This projects aims to implement in Hadoop the algorith described on Jia and Barabasi's paper:
Jia, T., & Barabási, A. L. (2013). Control capacity and a random sampling method in exploring controllability of complex networks. Scientific reports, 3.
In this paper the authors study how to measure how driver (important) is a node in a network and the propose an algorithm that provides, for each node of a network, in how many configurations of driver nodes contain that particular node.
A configuration of driver nodes is one that allows you to control the whole network, so knowing that a node is present in 80% of all the configurations allows you to assume that node is more important that other nodes that is only present in 10% of the configurations.
Since obtaining all the configurations can be prohibitive for large graphs due to its time complexity, the authros propose an algorithm that starts with a random driver node configuration and then begin to perform some random permutations following a markov chain which, because of its mathematical properties, allow the authors to obtain a non biased sampling of configurations.
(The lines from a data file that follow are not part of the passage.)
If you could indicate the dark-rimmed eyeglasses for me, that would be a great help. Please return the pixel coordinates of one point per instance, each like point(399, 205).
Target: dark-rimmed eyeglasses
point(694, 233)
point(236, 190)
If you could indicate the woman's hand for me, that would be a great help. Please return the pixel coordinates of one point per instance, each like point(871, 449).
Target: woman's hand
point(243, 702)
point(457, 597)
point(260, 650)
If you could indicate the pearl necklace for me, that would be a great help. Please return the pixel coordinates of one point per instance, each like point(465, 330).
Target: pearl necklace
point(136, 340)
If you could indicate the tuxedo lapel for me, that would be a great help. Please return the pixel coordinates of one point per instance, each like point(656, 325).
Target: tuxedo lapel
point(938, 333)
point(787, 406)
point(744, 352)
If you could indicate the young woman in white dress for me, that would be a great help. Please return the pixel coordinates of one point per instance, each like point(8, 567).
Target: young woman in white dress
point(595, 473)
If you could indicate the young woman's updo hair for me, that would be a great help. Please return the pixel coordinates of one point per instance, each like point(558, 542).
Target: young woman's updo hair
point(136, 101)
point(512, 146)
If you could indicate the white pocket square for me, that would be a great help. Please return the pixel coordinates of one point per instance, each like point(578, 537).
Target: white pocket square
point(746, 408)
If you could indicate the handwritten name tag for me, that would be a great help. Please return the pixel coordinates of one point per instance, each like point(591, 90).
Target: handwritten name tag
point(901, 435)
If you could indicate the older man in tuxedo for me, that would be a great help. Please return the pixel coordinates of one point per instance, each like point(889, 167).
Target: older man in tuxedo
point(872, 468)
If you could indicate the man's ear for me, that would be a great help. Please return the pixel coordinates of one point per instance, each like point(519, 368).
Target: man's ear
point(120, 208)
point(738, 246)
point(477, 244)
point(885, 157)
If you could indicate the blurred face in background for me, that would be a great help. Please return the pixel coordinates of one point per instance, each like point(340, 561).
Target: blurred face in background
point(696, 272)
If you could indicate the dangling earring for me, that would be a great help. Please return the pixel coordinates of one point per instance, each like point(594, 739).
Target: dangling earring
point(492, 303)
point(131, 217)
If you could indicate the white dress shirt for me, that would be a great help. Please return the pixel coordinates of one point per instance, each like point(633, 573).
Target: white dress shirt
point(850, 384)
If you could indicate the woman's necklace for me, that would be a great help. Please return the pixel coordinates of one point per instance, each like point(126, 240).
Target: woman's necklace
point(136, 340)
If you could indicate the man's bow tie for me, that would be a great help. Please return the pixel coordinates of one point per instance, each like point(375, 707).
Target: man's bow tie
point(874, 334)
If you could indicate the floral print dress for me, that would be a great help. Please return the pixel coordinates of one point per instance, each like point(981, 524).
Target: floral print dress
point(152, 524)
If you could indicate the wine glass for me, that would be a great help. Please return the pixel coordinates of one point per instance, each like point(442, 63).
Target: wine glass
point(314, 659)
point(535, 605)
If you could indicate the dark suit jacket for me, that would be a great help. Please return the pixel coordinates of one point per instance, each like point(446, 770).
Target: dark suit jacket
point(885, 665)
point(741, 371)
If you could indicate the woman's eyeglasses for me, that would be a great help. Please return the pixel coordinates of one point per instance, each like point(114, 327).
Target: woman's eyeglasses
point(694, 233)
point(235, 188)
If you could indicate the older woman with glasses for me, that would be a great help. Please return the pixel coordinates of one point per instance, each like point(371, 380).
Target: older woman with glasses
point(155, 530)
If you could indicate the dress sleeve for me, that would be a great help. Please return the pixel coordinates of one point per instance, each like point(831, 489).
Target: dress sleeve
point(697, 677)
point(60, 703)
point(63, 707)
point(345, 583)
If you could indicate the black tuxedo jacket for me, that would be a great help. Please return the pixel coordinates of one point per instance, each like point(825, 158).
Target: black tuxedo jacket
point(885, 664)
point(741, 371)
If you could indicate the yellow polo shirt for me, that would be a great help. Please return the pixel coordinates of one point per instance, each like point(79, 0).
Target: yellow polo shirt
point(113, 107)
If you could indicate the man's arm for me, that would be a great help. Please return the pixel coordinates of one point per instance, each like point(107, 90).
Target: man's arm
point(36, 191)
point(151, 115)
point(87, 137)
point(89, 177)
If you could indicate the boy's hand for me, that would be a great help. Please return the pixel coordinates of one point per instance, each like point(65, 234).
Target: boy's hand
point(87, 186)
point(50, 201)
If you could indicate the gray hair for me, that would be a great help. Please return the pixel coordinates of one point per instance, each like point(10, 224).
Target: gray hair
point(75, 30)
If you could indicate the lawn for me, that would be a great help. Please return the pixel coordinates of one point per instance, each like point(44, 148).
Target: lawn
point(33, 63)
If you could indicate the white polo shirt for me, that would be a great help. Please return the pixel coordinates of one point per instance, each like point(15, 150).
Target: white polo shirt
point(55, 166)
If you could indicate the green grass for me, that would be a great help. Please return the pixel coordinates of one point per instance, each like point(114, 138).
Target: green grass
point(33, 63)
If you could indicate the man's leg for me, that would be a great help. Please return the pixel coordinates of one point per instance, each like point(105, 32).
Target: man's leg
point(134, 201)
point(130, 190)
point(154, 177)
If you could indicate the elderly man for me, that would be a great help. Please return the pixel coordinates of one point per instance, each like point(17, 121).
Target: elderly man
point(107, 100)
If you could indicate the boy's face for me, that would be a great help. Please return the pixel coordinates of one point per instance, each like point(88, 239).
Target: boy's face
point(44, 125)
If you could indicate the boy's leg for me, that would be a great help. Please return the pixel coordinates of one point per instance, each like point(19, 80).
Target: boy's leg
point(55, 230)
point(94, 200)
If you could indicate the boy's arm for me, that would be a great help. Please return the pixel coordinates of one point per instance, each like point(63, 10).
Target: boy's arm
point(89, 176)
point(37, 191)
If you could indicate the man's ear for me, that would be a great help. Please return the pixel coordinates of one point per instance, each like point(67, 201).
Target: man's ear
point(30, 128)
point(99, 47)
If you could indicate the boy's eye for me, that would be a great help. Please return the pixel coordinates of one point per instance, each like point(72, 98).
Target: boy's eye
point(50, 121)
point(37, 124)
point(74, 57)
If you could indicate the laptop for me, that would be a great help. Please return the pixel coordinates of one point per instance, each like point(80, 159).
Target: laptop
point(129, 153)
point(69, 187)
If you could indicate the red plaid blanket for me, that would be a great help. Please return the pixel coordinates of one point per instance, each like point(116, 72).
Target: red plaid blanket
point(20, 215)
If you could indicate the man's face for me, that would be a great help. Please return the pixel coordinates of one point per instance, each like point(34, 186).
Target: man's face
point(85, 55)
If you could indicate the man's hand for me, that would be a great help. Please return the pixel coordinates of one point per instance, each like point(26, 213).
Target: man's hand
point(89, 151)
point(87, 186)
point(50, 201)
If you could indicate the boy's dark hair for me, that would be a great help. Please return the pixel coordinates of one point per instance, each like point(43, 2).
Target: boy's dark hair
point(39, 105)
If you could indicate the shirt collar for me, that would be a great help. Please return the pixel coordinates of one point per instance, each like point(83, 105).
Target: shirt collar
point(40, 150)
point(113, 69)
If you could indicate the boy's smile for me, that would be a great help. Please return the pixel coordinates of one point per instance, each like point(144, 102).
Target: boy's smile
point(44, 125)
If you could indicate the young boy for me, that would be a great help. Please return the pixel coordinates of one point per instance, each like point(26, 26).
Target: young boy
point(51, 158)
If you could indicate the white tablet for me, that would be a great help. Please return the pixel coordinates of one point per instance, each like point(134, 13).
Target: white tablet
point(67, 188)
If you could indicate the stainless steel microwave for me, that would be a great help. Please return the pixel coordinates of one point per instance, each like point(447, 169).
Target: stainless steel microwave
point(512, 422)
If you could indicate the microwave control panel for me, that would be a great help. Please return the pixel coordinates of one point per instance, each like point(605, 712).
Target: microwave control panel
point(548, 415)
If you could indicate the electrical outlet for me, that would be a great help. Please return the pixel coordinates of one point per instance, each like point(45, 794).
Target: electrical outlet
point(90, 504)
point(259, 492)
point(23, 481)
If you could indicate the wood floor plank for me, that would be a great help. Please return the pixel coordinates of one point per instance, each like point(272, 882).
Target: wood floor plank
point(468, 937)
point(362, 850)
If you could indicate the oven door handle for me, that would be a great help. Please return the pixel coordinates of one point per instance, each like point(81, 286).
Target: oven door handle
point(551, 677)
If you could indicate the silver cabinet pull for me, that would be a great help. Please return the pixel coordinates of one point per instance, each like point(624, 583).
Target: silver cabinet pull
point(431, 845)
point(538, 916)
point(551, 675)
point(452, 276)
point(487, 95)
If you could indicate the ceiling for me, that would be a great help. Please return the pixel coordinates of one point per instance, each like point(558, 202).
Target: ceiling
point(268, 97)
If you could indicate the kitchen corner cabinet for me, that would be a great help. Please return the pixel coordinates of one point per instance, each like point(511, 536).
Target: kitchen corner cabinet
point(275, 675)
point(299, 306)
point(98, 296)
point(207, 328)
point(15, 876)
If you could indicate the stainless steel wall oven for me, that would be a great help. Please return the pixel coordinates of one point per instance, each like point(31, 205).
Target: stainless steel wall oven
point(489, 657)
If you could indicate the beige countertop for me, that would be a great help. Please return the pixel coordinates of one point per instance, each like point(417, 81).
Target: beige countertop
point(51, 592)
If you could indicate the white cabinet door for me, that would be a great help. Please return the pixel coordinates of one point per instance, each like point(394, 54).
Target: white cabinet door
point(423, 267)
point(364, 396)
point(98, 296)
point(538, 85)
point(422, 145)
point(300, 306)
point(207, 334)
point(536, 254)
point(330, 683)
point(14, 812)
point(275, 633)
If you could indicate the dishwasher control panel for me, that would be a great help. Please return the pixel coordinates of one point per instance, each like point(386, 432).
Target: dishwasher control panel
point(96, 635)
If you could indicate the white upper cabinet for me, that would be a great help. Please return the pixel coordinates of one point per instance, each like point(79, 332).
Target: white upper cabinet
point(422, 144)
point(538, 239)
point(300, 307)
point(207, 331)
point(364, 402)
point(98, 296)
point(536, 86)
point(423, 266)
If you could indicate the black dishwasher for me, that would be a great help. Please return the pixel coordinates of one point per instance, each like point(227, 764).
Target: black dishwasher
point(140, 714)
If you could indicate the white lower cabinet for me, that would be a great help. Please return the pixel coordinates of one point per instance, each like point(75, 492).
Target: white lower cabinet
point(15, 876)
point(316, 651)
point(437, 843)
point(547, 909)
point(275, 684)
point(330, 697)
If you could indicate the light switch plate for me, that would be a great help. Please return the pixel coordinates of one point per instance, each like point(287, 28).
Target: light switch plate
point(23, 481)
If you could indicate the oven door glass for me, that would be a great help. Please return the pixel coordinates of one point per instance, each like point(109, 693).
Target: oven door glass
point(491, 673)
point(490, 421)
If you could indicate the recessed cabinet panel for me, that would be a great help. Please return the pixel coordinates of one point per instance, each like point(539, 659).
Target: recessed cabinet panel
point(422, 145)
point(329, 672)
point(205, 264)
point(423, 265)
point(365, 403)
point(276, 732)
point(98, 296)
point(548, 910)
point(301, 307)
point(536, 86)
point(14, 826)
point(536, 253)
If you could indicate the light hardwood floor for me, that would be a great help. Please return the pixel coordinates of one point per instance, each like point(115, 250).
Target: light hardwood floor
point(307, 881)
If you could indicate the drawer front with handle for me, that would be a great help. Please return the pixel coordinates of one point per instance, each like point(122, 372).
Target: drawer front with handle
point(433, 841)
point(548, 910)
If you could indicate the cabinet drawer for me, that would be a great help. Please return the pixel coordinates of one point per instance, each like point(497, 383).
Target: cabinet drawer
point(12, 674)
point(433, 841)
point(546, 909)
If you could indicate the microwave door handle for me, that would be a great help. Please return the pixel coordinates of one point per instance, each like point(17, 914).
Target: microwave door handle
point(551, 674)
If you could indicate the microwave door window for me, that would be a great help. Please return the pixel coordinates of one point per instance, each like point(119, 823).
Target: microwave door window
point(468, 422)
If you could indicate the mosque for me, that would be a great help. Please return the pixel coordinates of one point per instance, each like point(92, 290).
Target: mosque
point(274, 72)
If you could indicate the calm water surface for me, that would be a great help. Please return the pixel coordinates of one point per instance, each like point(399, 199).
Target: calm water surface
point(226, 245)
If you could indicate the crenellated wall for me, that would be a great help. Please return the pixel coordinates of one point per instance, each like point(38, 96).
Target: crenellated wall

This project depends on Spark 2.1.0 and Hadoop 2.6.0 client library. Both have been included in the Maven descriptor file (pom.xml) so, if you have Maven in your system, all you need to do is
mvn install
If you have no Maven you can downolad it from http://maven.apache.org/ and maybe take a look at this quick maven tutorial: http://maven.apache.org/guides/getting-started/maven-in-five-minutes.html
On the jar folder you can find compiled jar files with all the classes required to run the jobs. To run them you just have to use the following command:
spark-submit --class jobs.SamplingAlgorithm target/controllability-samping-algorithm-VERSION.jar path-to-graph.tsv output-folder
The input must be a TSV file in which the first two columns have the target node and the source node. BE CAREFUL WITH THIS! A file containing:
1\t2
1\t3
2\t3
4\t2
Represent a graph where 2 is connected to 1 and 4, and 3 is connected to 1 and 2.
The output is a TSV file where the first column is the node and the second one the percentages of configurations this node is in. If a node doesn't show up in this file it's not on any configuration.